- Center fielder
- Born: December 17, 1924 Brooklyn, New York, U.S.
- Died: January 19, 2019 (aged 94) Stuart, Florida, U.S.
- Batted: RightThrew: Right

Career statistics
- Batting average: .227
- Home runs: 4
- Runs batted in: 88

Teams
- Minneapolis Millerettes (1944); Rockford Peaches (1945–1946);

Career highlights and awards
- AAGPBL champion (1945);

= Margaret Wigiser =

American baseball player (1924–2019)

Margaret M. "Wiggie" Wigiser (December 17, 1924 – January 19, 2019) was a center fielder who played from through in the All-American Girls Professional Baseball League (AAGPBL). She batted and threw right-handed.

==Overview profile==
Wigiser was a center fielder for three seasons in the All-American Girls Professional Baseball League, including one year for the Championship Team. She also has been regarded as one of the earliest sluggers in the league, until a severe injury during a regular game shortened her playing career. After her playing days, she became an active participant in New York City public school sports, becoming a factor in persuading the New York School System to fund athletic programs for high school girls.

==Early life==
A native of Brooklyn, New York, Wigiser was one of 25 players who made the All-American Girls Professional Baseball League clubs, hailed from New York City and State, including Muriel Bevis, Gloria Cordes, Mildred Deegan, Nancy Mudge and Betty Trezza.
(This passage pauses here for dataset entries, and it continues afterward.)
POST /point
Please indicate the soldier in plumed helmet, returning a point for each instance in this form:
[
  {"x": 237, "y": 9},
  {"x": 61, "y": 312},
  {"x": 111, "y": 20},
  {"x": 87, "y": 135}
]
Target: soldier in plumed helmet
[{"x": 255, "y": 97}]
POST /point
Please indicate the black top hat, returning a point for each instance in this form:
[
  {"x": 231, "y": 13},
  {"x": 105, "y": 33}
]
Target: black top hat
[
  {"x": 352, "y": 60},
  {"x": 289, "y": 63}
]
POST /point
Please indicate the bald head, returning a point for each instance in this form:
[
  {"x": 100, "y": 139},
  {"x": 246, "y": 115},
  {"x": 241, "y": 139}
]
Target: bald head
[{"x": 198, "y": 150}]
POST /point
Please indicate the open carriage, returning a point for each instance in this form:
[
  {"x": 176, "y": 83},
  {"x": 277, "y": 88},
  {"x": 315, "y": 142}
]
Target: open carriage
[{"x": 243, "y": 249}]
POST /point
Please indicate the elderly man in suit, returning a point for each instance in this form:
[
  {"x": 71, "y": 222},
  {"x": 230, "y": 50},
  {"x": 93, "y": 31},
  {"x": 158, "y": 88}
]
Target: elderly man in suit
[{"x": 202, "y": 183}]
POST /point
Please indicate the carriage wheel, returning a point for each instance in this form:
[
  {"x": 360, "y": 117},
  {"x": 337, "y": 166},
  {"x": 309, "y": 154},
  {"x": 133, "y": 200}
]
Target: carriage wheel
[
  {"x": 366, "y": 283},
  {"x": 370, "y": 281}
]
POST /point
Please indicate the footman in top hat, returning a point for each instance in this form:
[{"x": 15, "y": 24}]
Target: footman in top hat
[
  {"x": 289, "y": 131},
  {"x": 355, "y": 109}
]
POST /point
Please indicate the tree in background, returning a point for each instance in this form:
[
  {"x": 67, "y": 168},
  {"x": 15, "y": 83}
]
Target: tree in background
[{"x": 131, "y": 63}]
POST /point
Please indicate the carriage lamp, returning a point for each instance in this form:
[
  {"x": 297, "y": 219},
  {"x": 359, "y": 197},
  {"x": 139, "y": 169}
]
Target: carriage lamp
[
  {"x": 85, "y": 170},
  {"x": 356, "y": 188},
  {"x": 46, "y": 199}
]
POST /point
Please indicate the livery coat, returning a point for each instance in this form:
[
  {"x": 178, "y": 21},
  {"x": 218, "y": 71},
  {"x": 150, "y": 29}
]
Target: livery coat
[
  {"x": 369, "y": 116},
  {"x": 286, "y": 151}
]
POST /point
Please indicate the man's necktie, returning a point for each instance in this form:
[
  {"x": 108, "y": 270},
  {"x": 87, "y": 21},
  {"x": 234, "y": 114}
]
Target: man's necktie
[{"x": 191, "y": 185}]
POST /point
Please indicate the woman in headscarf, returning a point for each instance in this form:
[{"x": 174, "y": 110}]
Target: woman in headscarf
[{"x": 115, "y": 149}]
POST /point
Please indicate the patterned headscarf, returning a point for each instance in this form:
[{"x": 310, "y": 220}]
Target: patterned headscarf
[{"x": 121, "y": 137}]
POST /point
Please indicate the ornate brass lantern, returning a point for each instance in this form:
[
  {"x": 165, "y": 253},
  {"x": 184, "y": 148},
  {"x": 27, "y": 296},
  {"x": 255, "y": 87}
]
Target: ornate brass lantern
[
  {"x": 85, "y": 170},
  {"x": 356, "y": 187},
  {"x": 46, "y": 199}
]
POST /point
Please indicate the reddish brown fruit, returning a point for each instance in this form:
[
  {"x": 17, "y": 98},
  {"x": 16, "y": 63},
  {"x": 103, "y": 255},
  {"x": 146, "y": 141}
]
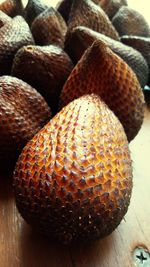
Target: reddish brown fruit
[
  {"x": 81, "y": 38},
  {"x": 111, "y": 6},
  {"x": 33, "y": 9},
  {"x": 23, "y": 112},
  {"x": 73, "y": 180},
  {"x": 64, "y": 7},
  {"x": 102, "y": 72},
  {"x": 12, "y": 7},
  {"x": 46, "y": 68},
  {"x": 49, "y": 28},
  {"x": 128, "y": 21},
  {"x": 4, "y": 18},
  {"x": 13, "y": 35},
  {"x": 86, "y": 13}
]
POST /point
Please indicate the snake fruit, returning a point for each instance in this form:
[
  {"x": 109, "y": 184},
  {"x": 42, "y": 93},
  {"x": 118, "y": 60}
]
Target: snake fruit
[
  {"x": 102, "y": 72},
  {"x": 73, "y": 180},
  {"x": 23, "y": 112},
  {"x": 46, "y": 68}
]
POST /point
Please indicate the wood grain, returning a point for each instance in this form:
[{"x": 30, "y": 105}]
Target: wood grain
[{"x": 20, "y": 247}]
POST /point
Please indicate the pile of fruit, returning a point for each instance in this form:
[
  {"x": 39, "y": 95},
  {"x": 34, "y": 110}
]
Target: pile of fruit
[{"x": 71, "y": 99}]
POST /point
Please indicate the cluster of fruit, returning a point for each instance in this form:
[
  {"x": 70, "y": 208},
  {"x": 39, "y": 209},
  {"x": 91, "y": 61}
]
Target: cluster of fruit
[{"x": 73, "y": 178}]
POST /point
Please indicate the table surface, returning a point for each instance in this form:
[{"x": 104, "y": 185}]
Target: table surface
[{"x": 20, "y": 247}]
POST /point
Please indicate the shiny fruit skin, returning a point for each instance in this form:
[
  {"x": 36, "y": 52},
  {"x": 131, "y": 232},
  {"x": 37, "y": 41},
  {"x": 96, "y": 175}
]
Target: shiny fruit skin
[
  {"x": 102, "y": 72},
  {"x": 73, "y": 180},
  {"x": 23, "y": 112}
]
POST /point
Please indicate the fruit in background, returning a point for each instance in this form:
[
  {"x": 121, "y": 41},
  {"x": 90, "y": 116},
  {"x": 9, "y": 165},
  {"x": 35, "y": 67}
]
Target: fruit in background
[
  {"x": 4, "y": 18},
  {"x": 81, "y": 38},
  {"x": 13, "y": 35},
  {"x": 73, "y": 180},
  {"x": 49, "y": 28},
  {"x": 102, "y": 72},
  {"x": 23, "y": 112},
  {"x": 128, "y": 21},
  {"x": 64, "y": 7},
  {"x": 46, "y": 68},
  {"x": 33, "y": 9},
  {"x": 87, "y": 13},
  {"x": 142, "y": 44},
  {"x": 111, "y": 6},
  {"x": 12, "y": 7}
]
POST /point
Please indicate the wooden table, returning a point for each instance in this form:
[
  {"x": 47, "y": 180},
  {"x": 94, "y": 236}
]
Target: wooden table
[{"x": 20, "y": 247}]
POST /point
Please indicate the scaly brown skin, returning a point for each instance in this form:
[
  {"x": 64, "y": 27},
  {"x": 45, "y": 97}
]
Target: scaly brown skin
[
  {"x": 81, "y": 38},
  {"x": 33, "y": 9},
  {"x": 102, "y": 72},
  {"x": 73, "y": 180},
  {"x": 49, "y": 28},
  {"x": 142, "y": 44},
  {"x": 46, "y": 68},
  {"x": 12, "y": 7},
  {"x": 111, "y": 6},
  {"x": 13, "y": 35},
  {"x": 23, "y": 112},
  {"x": 128, "y": 21},
  {"x": 64, "y": 7},
  {"x": 4, "y": 18},
  {"x": 87, "y": 13}
]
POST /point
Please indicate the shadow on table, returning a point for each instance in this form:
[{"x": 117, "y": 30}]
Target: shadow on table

She was the daughter of Herman Wigiser, orthodox Jewish and Pauline (née Fabian) Wigiser, a Roman Catholic; her family is of Hungarian ancestry. At early age she started to play baseball for the temple team. In 1942 she graduated from Seward Park School, where she received the Underhill Certificate for outstanding athlete, recognizing her achievements in softball and track and field. She later attended college and joined the All-American Girls Professional Baseball League.

==AAGPBL career==
Wigiser entered the AAGPBL in 1944 with the expansion Minneapolis Millerettes. The team ended with an overall record of 45–72, 26½ games out of first place. That year Wigiser belted the longest home run ever hit at Beyer Stadium, home of the Rockford Peaches. The blast must have impressed the Peaches' management, as they picked up her contract when the Millerettes folded at the end of the season. Wigiser exploded with Rockford in 1945, hitting .249 with two home runs, eight doubles and two triples, helping her team to clinch the Championship Title. The Peaches, with Bill Allington at the helm, enjoyed a 67–43 record and won the title after beating the Fort Wayne Daisies in the best-of-seven series. In 1946 Rockford placed in fourth place (60-52). Wigiser appeared in only 39 games for the team, after she tore a cartilage in her right knee and her playing career came to an end. She posted a lifetime batting average of .227 with four home runs and 88 runs batted in in 203 games.

==Life after baseball==
Even before she started playing in the AAGPBL, Wigiser attended Hunter College. Following her baseball career, she received a Bachelor of Arts and Master of Arts degree and became an active participant in New York City public school sports, persuading the New York School System to fund athletic programs for high school girls. She worked as a physical education teacher from 1948 through 1969, directed the city's high school programs from 1969 to 1982, and helped pace the way for additional funding of girls sports. She is an honor member of the New York City PSAL (Public School Athletic League), the Hunter College Hall of Fame, and the Hunter College Alumni Association.

On November 5, 1988, Wigiser was honored with the rest of the All-American Girls Professional Baseball League during the opening of a permanent display at the Baseball Hall of Fame and Museum in Cooperstown, New York. In addition to this, the New York PSAL (Public School Athletic League) annually presents the Margaret Wigiser Award, named after her, to recognize the Outstanding Female student-athlete of the city. In 2006 Wigiser was placed on a "Jewish Major Leaguers, Inc" card, but this turned out to be an error as she informed them she identified as Catholic. As of 2015, Wigiser lived in Hobe Sound, Florida. Wigiser died on January 19, 2019, at the age of 94.